Eine sehr schwierige Art der Filmkonzeption
Ziel ist es, mit den gewählten Mitteln eine möglichst große Empathie zur Darstellerin herzustellen. Point Of View Aufnahmen, durch die man die Bewegung der Frau sieht und sie quasi spüren kann, stehen im Kontrast zu Weitwinkelaufnahmen, in denen man die ganze Szenerie erkennen kann. Ebenfalls wurde der Film nicht mit zusätzlicher Musik unterlegt, sondern mit verschiedenen realen Atmosphären, die sich wie Musik verhalten. Einzelne Dialoge sind vorhanden und stehen damit im Kontrast zu viele stillen Passagen, die ein Vakuum und damit verbunden Unmittelbarkeit erzeugen.
Diese Art der Konzeption ist schwierig, da während der Produktion nicht vorhersehbare Effekte eintreten können. Gerade bei Zusammenhängen aus Bild und Ton entstehen immer wieder Situationen, die man so nicht vorhersehen kann und die damit natürlich die gesamte Produktion beeinflussen.
Die dreiviertelstündige Veranstaltung des ScienceWednesday endet mit einem Ausschnitt aus dem zuletzt vorgestellten Kurzfilm, der noch gar nicht fertig produziert ist.
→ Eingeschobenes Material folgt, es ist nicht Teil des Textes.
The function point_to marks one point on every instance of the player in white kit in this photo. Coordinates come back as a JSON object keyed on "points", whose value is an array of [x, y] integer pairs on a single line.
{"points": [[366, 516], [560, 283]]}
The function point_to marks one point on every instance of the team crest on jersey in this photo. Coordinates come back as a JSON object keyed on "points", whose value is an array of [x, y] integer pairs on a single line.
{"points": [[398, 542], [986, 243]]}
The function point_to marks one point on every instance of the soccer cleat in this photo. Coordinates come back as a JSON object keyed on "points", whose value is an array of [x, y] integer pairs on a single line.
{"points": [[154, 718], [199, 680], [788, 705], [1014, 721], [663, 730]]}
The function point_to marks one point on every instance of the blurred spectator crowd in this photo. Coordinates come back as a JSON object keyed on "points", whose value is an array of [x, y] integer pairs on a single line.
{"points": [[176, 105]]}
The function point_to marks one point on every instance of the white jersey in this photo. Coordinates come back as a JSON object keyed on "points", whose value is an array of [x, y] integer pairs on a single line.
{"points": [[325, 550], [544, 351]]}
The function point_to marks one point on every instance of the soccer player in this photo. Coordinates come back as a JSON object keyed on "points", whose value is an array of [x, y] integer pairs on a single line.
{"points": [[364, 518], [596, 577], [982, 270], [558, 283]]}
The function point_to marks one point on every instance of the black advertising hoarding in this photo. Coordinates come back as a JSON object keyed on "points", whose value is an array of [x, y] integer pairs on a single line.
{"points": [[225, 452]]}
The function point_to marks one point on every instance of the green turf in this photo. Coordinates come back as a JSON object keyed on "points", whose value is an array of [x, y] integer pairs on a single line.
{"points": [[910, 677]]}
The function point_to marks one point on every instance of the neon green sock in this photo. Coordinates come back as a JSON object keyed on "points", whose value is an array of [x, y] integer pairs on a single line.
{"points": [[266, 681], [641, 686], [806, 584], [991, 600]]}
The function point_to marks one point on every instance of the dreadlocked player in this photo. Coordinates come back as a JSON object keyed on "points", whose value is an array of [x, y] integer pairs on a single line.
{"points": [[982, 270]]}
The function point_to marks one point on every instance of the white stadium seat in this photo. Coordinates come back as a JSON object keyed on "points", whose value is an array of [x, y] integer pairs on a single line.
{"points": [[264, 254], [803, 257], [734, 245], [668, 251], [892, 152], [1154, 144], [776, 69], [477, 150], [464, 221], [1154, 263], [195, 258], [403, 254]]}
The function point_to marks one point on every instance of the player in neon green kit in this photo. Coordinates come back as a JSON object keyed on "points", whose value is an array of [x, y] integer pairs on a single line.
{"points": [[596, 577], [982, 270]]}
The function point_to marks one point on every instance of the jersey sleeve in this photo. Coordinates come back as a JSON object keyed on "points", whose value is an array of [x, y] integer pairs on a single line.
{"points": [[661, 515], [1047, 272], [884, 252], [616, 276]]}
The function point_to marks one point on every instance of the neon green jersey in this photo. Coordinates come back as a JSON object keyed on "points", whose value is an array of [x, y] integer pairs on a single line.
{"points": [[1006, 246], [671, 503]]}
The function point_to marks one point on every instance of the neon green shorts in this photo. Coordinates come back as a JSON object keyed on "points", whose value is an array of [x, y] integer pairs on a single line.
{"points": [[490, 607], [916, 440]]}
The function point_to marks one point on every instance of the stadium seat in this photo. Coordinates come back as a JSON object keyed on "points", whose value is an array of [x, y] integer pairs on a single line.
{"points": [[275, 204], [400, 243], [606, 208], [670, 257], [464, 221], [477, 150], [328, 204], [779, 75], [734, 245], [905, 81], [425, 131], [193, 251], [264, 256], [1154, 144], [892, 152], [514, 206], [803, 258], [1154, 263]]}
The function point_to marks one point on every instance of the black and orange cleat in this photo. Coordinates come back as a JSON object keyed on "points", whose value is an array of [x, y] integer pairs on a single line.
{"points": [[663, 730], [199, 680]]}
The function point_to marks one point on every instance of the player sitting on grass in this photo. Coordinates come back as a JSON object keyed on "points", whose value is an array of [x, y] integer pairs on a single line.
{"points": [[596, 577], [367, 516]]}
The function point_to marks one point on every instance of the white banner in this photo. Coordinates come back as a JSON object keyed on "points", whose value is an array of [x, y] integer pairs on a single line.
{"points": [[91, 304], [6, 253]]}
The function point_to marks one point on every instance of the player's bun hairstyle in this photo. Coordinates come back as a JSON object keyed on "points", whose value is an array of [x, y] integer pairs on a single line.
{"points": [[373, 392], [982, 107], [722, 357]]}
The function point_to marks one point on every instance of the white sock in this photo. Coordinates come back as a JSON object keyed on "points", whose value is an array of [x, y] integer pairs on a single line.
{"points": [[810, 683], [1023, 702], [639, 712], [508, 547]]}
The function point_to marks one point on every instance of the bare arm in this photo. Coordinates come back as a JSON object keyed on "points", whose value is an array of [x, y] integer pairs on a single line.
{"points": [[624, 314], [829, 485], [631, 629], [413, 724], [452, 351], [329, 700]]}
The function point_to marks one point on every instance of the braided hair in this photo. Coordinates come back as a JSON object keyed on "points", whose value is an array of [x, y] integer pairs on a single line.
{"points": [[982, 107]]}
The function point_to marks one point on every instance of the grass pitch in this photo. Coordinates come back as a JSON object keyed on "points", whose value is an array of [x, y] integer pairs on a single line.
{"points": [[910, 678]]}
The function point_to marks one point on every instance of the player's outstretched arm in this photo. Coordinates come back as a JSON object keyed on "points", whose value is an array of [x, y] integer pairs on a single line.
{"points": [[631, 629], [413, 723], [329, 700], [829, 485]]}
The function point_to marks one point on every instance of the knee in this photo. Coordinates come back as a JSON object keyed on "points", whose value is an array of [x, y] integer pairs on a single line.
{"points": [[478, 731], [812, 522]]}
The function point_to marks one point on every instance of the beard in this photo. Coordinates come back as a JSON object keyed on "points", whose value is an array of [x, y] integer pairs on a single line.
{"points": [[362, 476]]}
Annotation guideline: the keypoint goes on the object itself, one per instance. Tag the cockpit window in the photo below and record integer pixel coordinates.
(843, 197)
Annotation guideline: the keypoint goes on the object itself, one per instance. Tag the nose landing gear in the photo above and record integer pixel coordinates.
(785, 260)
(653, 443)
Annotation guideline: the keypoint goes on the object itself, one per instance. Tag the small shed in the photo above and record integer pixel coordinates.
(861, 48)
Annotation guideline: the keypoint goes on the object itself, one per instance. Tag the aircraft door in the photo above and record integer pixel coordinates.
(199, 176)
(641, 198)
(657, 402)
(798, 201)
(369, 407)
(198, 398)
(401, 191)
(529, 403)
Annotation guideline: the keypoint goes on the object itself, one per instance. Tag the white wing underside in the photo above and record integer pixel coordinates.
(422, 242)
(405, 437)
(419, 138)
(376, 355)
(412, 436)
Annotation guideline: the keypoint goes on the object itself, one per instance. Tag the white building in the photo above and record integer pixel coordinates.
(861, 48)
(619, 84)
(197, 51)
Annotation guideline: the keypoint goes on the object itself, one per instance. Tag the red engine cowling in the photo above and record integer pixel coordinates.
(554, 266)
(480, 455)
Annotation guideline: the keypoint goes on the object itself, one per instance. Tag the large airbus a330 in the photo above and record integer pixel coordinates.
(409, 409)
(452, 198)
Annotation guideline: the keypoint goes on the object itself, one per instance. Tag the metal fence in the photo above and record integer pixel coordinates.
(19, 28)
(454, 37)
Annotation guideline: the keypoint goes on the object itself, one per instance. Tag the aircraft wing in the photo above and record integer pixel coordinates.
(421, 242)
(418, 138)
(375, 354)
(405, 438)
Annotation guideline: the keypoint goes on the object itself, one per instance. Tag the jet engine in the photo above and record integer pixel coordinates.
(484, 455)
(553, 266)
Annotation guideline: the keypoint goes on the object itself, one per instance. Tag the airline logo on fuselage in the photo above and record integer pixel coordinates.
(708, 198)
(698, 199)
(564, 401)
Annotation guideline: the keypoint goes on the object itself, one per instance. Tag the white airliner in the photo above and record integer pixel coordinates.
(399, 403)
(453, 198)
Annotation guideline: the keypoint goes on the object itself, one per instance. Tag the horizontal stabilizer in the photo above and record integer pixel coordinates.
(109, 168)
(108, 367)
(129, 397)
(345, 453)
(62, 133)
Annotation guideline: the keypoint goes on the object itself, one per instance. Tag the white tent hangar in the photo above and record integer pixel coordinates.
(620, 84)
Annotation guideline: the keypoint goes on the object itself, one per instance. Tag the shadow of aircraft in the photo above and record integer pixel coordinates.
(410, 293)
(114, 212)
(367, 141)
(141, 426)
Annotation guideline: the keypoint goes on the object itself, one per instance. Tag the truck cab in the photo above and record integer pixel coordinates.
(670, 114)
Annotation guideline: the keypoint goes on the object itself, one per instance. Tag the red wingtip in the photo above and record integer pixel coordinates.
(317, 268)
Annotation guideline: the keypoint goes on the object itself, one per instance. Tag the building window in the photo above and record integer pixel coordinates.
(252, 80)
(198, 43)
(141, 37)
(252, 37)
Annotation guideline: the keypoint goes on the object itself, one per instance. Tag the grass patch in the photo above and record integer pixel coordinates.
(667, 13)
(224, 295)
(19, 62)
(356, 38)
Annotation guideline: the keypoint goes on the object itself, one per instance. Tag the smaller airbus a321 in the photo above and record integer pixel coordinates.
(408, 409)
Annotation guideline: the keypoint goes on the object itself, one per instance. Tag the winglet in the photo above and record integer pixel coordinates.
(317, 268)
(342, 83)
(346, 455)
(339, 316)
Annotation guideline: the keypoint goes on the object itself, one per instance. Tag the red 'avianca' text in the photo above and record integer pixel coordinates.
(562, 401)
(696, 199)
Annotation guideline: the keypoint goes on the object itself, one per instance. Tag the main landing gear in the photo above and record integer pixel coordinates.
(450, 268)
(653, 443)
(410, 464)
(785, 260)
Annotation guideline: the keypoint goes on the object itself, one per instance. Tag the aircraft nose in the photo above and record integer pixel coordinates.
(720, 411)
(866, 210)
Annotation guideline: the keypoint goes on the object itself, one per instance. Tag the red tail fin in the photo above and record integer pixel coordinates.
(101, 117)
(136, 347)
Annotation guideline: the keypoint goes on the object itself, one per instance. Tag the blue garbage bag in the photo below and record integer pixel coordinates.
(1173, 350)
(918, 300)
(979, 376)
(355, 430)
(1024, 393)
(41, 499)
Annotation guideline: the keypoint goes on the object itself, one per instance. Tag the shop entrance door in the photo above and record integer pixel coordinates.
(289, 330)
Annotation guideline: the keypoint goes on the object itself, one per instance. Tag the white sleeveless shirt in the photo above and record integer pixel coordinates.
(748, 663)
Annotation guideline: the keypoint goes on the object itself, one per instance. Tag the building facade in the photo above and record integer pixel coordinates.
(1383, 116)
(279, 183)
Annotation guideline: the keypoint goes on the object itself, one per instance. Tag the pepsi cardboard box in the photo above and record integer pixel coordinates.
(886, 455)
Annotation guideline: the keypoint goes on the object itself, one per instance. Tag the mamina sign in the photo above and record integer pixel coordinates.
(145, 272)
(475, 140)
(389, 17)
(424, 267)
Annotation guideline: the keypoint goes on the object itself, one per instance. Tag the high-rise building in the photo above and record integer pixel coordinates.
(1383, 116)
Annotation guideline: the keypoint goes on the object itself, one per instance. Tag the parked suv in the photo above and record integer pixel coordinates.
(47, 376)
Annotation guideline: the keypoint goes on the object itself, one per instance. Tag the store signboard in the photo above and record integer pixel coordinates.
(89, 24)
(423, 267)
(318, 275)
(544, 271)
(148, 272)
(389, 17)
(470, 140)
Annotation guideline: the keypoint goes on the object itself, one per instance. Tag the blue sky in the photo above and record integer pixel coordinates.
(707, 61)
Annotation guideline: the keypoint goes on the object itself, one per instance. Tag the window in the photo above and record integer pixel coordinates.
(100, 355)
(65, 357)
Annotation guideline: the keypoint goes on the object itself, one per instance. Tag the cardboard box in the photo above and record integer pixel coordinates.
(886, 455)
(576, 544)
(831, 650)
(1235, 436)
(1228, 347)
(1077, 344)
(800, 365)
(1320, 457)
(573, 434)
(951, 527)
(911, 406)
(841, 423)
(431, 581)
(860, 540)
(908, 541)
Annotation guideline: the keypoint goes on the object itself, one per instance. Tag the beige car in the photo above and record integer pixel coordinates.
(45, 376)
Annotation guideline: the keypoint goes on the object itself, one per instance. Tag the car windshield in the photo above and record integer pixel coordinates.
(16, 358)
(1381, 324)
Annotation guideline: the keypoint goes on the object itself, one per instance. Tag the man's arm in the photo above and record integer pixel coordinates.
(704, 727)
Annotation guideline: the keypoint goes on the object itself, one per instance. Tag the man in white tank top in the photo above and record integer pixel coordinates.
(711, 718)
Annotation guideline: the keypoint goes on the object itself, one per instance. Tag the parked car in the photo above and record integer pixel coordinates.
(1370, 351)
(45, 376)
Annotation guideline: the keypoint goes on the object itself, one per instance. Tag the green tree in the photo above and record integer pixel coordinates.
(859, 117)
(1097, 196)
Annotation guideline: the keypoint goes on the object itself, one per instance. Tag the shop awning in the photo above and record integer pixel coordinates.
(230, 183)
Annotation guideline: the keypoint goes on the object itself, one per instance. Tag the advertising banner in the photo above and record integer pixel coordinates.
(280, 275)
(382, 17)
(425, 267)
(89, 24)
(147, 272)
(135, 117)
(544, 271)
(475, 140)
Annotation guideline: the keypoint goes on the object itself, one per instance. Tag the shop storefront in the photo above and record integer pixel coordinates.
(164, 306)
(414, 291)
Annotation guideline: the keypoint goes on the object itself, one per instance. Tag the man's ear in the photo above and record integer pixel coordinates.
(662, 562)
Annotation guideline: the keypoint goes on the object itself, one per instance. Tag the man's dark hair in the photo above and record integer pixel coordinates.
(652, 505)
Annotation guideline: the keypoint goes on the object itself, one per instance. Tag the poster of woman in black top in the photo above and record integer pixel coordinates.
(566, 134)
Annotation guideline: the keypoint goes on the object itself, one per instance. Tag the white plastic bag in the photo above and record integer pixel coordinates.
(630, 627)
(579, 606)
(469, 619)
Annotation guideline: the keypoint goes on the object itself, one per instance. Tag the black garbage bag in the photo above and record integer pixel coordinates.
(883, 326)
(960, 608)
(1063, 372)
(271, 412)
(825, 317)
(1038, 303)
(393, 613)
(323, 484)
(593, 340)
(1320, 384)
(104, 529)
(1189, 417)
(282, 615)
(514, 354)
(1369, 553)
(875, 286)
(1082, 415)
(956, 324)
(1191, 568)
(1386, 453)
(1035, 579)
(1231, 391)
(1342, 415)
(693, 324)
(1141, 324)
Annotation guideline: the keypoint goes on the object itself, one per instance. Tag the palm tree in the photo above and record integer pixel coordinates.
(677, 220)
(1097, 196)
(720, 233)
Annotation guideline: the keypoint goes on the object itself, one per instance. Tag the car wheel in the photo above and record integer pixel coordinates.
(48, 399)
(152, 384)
Die gezeigten Ausschnitte des Films, die tristen Bilder, die tiefen und realen Klänge und die dadurch erzeugte düstere Atmosphäre, erzeugten im Publikum eine fühlbare Spannung, sodass manche sogar fast das Atmen vergaßen…
Wer nun Interesse an diesem spannenden Projekt bekommen hat, darf sich freuen: Ein weiterer Vortrag inklusive Vorführung des halbstündigen Films ist von Alexander Herzog im nächsten Monat am Mediencampus geplant.